Her face framed by the same silver earrings caught his attention in the fall semester of l968, when she walked into the sophomore drawing class. She looked the part of an artist, with her hair pulled back, a rawhide pin holding it in place. She sauntered up to the front of the classroom, carrying a heavy burgundy coat and a white knitted hat. She dumped those in the corner of the room, and Robert saw her ivory batik dress with blue and ivory horses moving in strange directions. Later she told Robert that she didn't have enough material for the horses to run around the skirt in a circle, so she paneled them so that they marched up and down her back, toward her long brown hair at one end and toward her feet with Jesus sandals at the other.
Robert watched her and waited to see what would happen. She was twenty minutes late for the first class of the semester.
In the small classroom, unless you whispered, you could hear what everybody said. He heard her tell Professor Bainbridge that she had to have the class.
Professor Bainbridge looked her over. "Where's your portfolio?" he asked.
"I forgot it," she said.
Professor Bainbridge tore off a piece of paper for a roll sheet. "Bring it whenever," he said
Professor Bainbridge was, after all, pretty casual. The students could call him "Gary." He wasn't tall, maybe five foot six, stocky, but in pretty good shape for someone whose long black hair was starting to turn grey. His face was broad, and his eyebrows rose perpetually as if he were questioning everything before him. Through the art grapevine, Robert had already discovered that Gary wasn't much of a pencil/pen person. He abhorred charcoal, loved painting in oils, and hated teaching beginning drawing. Robert also knew that Gary disdained students who put on airs and wore black, even though Gary himself always wore all black, including a heavy black leather jacket.
Gary's loud voice interrupted Robert's thoughts. "It is very tiresome for me to teach you. The vast majority of you art students imagine yourselves as artists and dress like you think all artists should dress. But because of all your other classes you have no time to develop the technique that will turn you into artists."

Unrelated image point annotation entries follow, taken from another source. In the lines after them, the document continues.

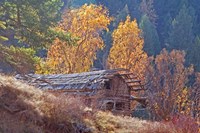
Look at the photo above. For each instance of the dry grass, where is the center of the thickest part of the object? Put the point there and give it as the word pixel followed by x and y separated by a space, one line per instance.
pixel 25 109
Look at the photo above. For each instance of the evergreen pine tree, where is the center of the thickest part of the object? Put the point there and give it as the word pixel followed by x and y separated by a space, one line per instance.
pixel 151 39
pixel 181 35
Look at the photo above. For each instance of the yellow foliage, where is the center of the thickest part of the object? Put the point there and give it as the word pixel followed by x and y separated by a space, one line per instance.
pixel 85 23
pixel 127 50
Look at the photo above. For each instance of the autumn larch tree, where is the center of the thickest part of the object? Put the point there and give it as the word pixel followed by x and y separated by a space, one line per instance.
pixel 86 24
pixel 166 85
pixel 127 50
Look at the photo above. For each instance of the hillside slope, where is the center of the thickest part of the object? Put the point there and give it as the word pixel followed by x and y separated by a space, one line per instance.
pixel 25 109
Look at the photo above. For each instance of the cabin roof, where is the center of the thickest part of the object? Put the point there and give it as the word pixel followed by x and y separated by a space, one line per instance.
pixel 86 80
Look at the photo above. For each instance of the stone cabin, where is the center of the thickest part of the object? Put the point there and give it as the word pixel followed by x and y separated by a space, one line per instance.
pixel 105 89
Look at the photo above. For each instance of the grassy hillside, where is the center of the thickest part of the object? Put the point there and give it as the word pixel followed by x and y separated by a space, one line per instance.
pixel 25 109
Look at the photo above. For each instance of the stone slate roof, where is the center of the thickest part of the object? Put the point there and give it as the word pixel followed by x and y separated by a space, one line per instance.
pixel 86 80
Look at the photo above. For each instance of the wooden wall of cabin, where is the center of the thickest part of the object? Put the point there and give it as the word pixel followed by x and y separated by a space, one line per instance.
pixel 117 90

Robert tuned out from the rest of Gary's speech and waited for the yellow roll sheet to come his way. He looked for Mona. She had pulled a sketchbook from her backpack, and was looking for a seat. Her nose was crinkled up, her eyes checking out the four empty stools left. She headed toward Robert. He shifted his stool over to make room for her. She slid toward him in her sandals, her toenails polished a bright red. She landed on those perfect toes first, then her heels.

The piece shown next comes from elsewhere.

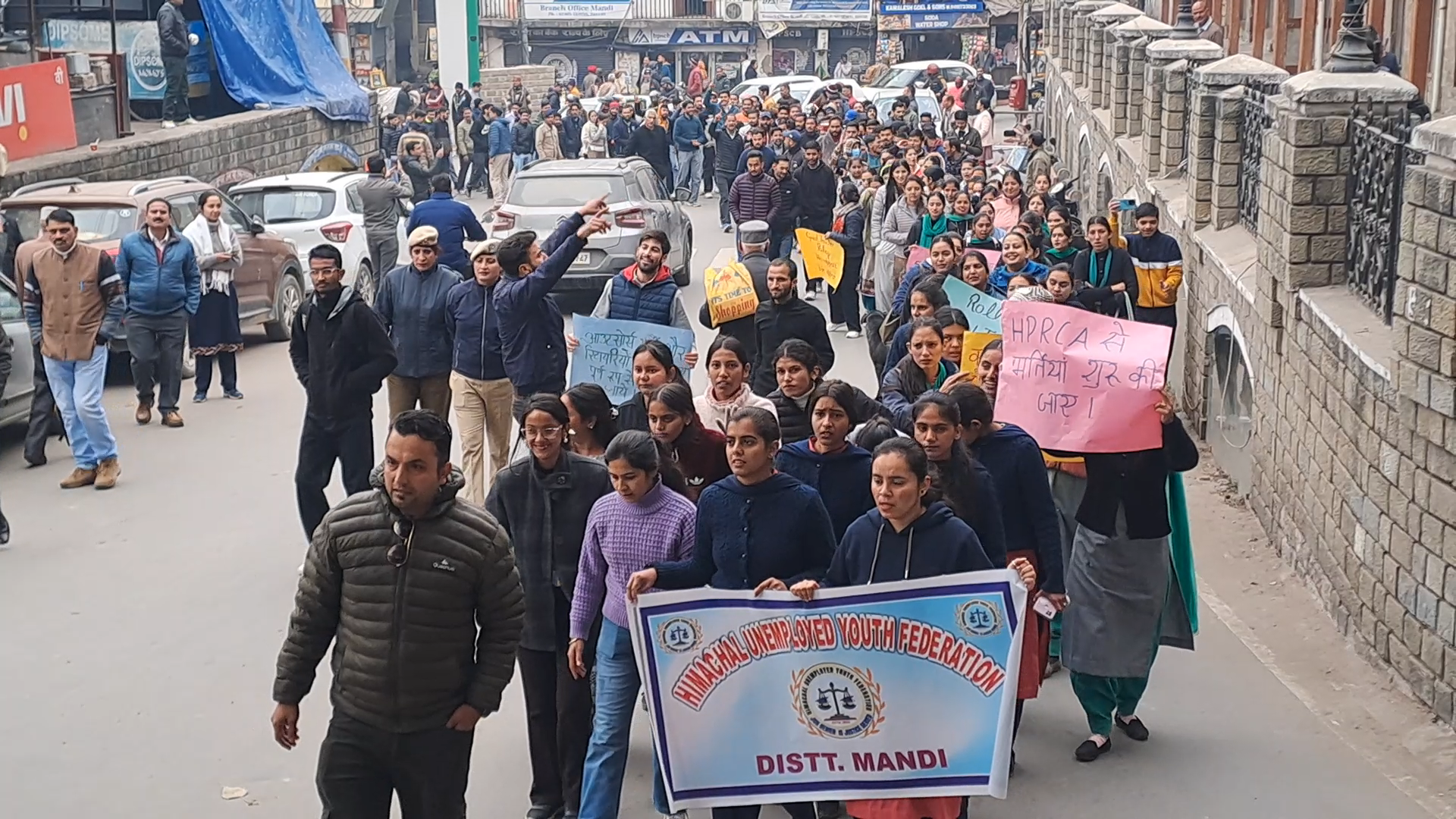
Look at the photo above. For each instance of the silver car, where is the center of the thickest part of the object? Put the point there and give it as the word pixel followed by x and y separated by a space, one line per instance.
pixel 546 193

"Hi," she said, dropping her notebook on the drawing table. She put out her hand.
He took her hand, surprised. Formal, this one, he thought.
"I'm Robert Larson," he said. Her hand held his. Soft, cool, refreshing. Something intense pulsed through him. Did she leave her hand in his unusually long on purpose? Finally, she withdrew her hand, without saying her name. He looked at her notebook on the drawing table. The cover had hundreds of tiny drawings, one on top of the other. They were smeared where her hand curled around the cover. She peered out from over the top of her granny glasses, small with round lenses. Her brown eyes, flecked with green, seemed sad. She raised her eyebrows as she pulled a pen from her backpack to sign the roll sheet. Robert added his name to the list in pencil, noticing hers written in black ink.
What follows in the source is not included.